Therefore, the development of highly-active, durable and earth-abundant ORR catalysts is a prerogative for LTFCs large-scale applicability in the automotive industry. Extensive research efforts have been applied to the development of metal-free and noble-metal free catalysts. Some of the most promising precious-metal-free catalysts are based on transition metals / nitrogen, supported on carbon. Such ORR catalysts have been synthetized using inexpensive precursors, containing several transitions metals, including Fe, Co, Ni, Cu. Pyrolysis was introduced in the catalysis synthesis procedure, improving both catalyst stability and activity. Some Co and Fe based catalysts have been reported to provide higher activities and stabilities than Pt/C in alkaline electrolyte. However, despite the extensive studies and improvements on precious-metal-free catalysts, their activity in acidic conditions is still considerably lower than that of platinum-based catalysts and catalysts that perform remarkably in alkaline conditions loose activity at low pH, due to the low activity of the nitrogen sites in these conditions.

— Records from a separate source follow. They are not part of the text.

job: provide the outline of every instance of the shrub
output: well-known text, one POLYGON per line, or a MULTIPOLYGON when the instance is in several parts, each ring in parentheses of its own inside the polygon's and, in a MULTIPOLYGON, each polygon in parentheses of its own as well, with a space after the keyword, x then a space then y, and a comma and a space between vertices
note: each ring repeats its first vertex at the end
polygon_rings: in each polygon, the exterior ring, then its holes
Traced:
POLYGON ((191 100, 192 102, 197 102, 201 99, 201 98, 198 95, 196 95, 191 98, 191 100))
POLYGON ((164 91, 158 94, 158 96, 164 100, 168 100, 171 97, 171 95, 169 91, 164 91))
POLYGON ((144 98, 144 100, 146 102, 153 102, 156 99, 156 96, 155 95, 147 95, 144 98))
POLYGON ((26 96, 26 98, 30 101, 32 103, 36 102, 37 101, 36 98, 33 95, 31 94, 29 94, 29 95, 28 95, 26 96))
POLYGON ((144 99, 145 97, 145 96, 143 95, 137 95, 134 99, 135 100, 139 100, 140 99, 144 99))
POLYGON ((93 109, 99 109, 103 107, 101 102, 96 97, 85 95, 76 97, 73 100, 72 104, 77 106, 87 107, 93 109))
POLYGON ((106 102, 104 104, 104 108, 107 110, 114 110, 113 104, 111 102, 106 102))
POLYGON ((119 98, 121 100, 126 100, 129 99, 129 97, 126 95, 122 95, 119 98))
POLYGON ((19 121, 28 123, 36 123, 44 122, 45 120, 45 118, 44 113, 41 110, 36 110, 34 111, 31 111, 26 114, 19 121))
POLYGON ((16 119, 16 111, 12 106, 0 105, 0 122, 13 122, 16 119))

It is recognised that the catalytical activity can be improved by increasing the specific surface area (SSA) and the coverage of active sites. However, due to mass transfer limitations, at a depth of tens of nanometres the catalytic sites become inactive, which limits the activity improvement that can be achieved by the increase in surface area. To further improve the ORR efficiency, researchers have recently attempted to modify the triple point interface, between the electrolyte, oxygen and solid catalyst. Ionic liquids have been used to tune the hydrophobicity of the catalyst surface to prevent produced water from blocking the active sites, increasing the solubility and transport properties of oxygen in the vicinity of the catalyst, and promote the proton conductivity. The so-obtained catalysts, known as SCILL (solid catalyst with ionic liquid layer) have shown improved catalytic performance, both in acidic and alkaline conditions.

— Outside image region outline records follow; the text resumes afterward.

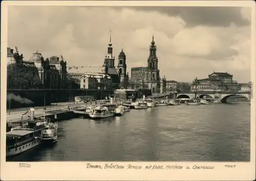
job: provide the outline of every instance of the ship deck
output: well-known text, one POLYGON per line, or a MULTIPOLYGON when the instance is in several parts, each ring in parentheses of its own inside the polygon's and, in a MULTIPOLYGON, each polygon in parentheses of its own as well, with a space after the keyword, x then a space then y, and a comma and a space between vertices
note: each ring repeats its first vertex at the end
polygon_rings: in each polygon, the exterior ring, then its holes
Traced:
POLYGON ((6 133, 6 137, 18 137, 33 133, 30 130, 13 130, 6 133))

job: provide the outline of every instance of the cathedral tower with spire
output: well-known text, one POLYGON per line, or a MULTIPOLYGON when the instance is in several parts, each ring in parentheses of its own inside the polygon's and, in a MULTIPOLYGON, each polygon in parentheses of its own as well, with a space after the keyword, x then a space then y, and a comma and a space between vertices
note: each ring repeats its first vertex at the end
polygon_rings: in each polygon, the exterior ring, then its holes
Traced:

Despite being a very promising technique, the mechanism behind the increased activity in presence of ionic liquids needs to be better understood. It has been proposed that the ionic liquids increase oxygen solubility, augmenting the concentration of reactant on the catalyst surface. Other researchers have suggested that the increased ORR activity results primarily from the decrease in the coverage of non-active species, which are stable intermediates and can limit the catalytical activity or from the increased hydrophobicity of the surface, resulting in improved removal of the produced water.